I will disable this for now then. After looking at the "Stream Enable" switch (thanks for that) for the past 2 hours, it does reactivate no matter what I try. I'm assuming this is because Frigate accesses the camera 24/7. Disabling object detection doesn't seem to make a difference. I definitely want to respect your concerns here, especially since you just released this.

My suspicion would also be that they're very close to not caring, as it probably wouldn't be hard to throttle my account specifically. But I am happy to follow your comfort levels there. I don't really have a need for 24/7 streaming anyway, since the angle of my doorbell cam makes everything set off motion detection. I also have a second camera with a better overhead view of our street and front step, so the live view is really all I need form this camera. All I really want is a stick-up cam.

After doing a little more research the audio issue seems to be related to the WebRTC card actually. So I will look into that.
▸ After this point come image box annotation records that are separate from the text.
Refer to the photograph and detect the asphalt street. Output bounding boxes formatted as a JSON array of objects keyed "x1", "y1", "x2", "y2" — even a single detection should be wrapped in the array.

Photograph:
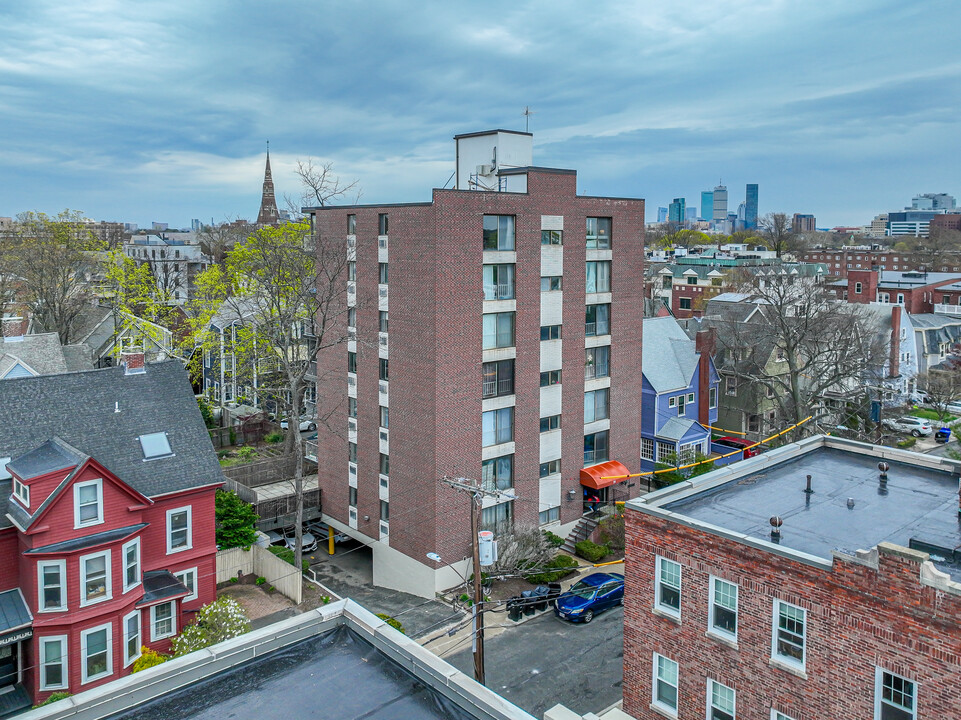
[{"x1": 444, "y1": 607, "x2": 624, "y2": 717}]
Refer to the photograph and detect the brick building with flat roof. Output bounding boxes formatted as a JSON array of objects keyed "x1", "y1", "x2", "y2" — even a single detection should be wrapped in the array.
[
  {"x1": 624, "y1": 436, "x2": 961, "y2": 720},
  {"x1": 308, "y1": 131, "x2": 644, "y2": 597}
]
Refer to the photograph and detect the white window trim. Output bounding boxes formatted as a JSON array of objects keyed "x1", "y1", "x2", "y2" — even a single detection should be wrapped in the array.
[
  {"x1": 150, "y1": 600, "x2": 177, "y2": 642},
  {"x1": 654, "y1": 555, "x2": 684, "y2": 619},
  {"x1": 707, "y1": 575, "x2": 741, "y2": 642},
  {"x1": 174, "y1": 568, "x2": 197, "y2": 602},
  {"x1": 37, "y1": 560, "x2": 67, "y2": 612},
  {"x1": 167, "y1": 505, "x2": 194, "y2": 555},
  {"x1": 80, "y1": 623, "x2": 113, "y2": 685},
  {"x1": 80, "y1": 550, "x2": 113, "y2": 607},
  {"x1": 771, "y1": 598, "x2": 808, "y2": 672},
  {"x1": 73, "y1": 478, "x2": 103, "y2": 529},
  {"x1": 120, "y1": 538, "x2": 142, "y2": 593},
  {"x1": 651, "y1": 653, "x2": 681, "y2": 717},
  {"x1": 39, "y1": 635, "x2": 70, "y2": 692},
  {"x1": 872, "y1": 668, "x2": 919, "y2": 720}
]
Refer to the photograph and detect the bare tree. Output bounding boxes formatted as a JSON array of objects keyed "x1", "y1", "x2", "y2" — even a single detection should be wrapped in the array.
[{"x1": 284, "y1": 157, "x2": 361, "y2": 216}]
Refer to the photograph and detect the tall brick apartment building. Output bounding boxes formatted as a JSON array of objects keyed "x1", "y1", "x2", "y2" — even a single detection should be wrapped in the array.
[
  {"x1": 624, "y1": 437, "x2": 961, "y2": 720},
  {"x1": 308, "y1": 130, "x2": 644, "y2": 597}
]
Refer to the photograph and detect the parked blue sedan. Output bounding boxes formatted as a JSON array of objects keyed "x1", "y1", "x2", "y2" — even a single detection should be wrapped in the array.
[{"x1": 554, "y1": 573, "x2": 624, "y2": 622}]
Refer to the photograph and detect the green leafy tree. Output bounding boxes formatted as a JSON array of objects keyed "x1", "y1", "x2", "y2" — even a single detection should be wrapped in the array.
[
  {"x1": 171, "y1": 595, "x2": 250, "y2": 657},
  {"x1": 215, "y1": 490, "x2": 260, "y2": 550}
]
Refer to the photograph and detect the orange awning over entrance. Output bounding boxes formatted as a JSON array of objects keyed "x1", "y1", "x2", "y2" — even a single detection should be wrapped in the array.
[{"x1": 581, "y1": 460, "x2": 631, "y2": 490}]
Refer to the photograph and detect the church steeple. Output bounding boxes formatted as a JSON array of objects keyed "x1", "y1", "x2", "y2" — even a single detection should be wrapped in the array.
[{"x1": 257, "y1": 140, "x2": 280, "y2": 225}]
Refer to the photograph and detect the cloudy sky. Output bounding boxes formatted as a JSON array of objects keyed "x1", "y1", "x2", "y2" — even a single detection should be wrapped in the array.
[{"x1": 0, "y1": 0, "x2": 961, "y2": 226}]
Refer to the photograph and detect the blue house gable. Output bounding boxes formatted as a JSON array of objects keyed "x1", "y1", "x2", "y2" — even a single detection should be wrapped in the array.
[{"x1": 641, "y1": 317, "x2": 720, "y2": 470}]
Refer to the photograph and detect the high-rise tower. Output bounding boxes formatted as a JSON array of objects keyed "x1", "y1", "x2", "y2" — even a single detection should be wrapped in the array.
[{"x1": 257, "y1": 143, "x2": 280, "y2": 225}]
I already discovered that deactivating the stream with your switch stops the audio though - so I might just automate that to stop when I close the popup and all should be good :)

You deserve a break and thanks again for this!!

oramirite commented 3 years ago

I actually just had a thought - if we could create some sort of low-res secondary stream that Frigate is compatible with (for example an RTSP output of the snapshots), then this could be used as the "detect" input of a Frigate camera and allow 24/7 "streaming" of this low-res view (Frigate allows you to configure the low-res stream of a camera for object detection).

This would allow the use of Frigate features like clip browsing without relying on the actual live stream being accessed 24/7. One could theoretically just automate the recordings manually with this setup, and maybe even base them off of the motion events of your MQTT sensors to rebuild the detection logic and trigger a Frigate clip recording. This, in theory, should activate the high-res livestream normally, since that's the feed Frigate switches over to when recording clips anyway.

Whew! A bit messy, and takes a little work on the user end, but in theory could work?

This would be a lot of work just to avoid 24/7 livestreaming... but since there's also the issue of motion events not working while the livestream is active maybe there would be a reason for it.

tsightler commented 3 years ago

I can pretty much assure you I won't be adding anything like this to ring-mqtt. The goal of this project is not to somehow fill every gap in Ring's feature set, it's to integrate Ring devices with existing Home Automation tools that people use. If you want a camera or even doorbell that works well with Frigate, then you should probably just buy something other than Ring's super closed ecosystem.

That being said, all the tools to do what you ask are already available, either by using ring-client-api directly, or by writing a script to use ring-mqtt and ffmpeg to grab snapshot images and send them to Frigate. I don't know if Frigate will find a 1 frame per 10 second low-res video useful, but you seem to know way more about it than I do.